Crosslinking immunoprecipitation sequencing (CLIP-seq) technologies have enabled researchers to characterize transcriptome-wide binding sites of RNA-binding protein (RBP) with high resolution. Tsinghua University researchers apply a soft-clustering method, RBPgroup, to various CLIP-seq datasets to group together RBPs that specifically bind the same RNA sites. Such combinatorial clustering of RBPs helps interpret CLIP-seq data and suggests functional RNA regulatory elements. Furthermore, we validate two RBP-RBP interactions in cell lines.
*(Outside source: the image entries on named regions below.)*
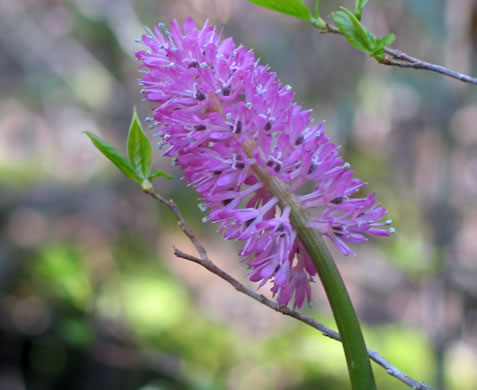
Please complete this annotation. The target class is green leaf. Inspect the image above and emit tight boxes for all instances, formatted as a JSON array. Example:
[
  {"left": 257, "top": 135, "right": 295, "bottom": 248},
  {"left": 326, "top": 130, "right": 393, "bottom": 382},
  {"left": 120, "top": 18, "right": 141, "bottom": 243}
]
[
  {"left": 332, "top": 7, "right": 376, "bottom": 52},
  {"left": 128, "top": 108, "right": 152, "bottom": 179},
  {"left": 354, "top": 0, "right": 368, "bottom": 20},
  {"left": 315, "top": 0, "right": 320, "bottom": 19},
  {"left": 248, "top": 0, "right": 312, "bottom": 23},
  {"left": 369, "top": 34, "right": 396, "bottom": 61},
  {"left": 85, "top": 131, "right": 141, "bottom": 183},
  {"left": 148, "top": 169, "right": 174, "bottom": 180}
]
This approach links proteins and RNA motifs known to possess similar biochemical and cellular properties and can, when used in conjunction with additional experimental data, identify high-confidence RBP groups and their associated RNA regulatory elements.
Integrative analytical pipeline for defining high-confidence
RNA sequences/motifs bound by RBP groups
a In total, 84 CLIP-seq (including PAR-CLIP and HITS-CLIP) datasets of 48 human RBPs from HEK293/HEK293T cell lines were collected. b Different computing methods (e.g. Piranha and PARalyzer) were used to call peaks from raw reads for each RBP. Peaks from different methods and biological replicas were overlapped. c Then, the binding sites of all 48 RBPs were merged into one set of binding sites. RNA-sequencing (RNA-seq) data from corresponding cell lines were used to normalize the occupancy of each binding site. d Subsequently, an occupancy profile matrix V (N × M) was generated, representing the binding affinity for each binding site (row) bound by each RBP (column). e The occupancy profile matrix V was decomposed to a basis matrix W (N × R) and a coefficient matrix H (R × M). N denotes the number of binding sites; M denotes the number of RBPs; R denotes the number of groups. f The coefficient matrix was used to define the RBP components and their weights in each group. The basis matrix was used to define group-related binding sites (motifs) and binding affinities.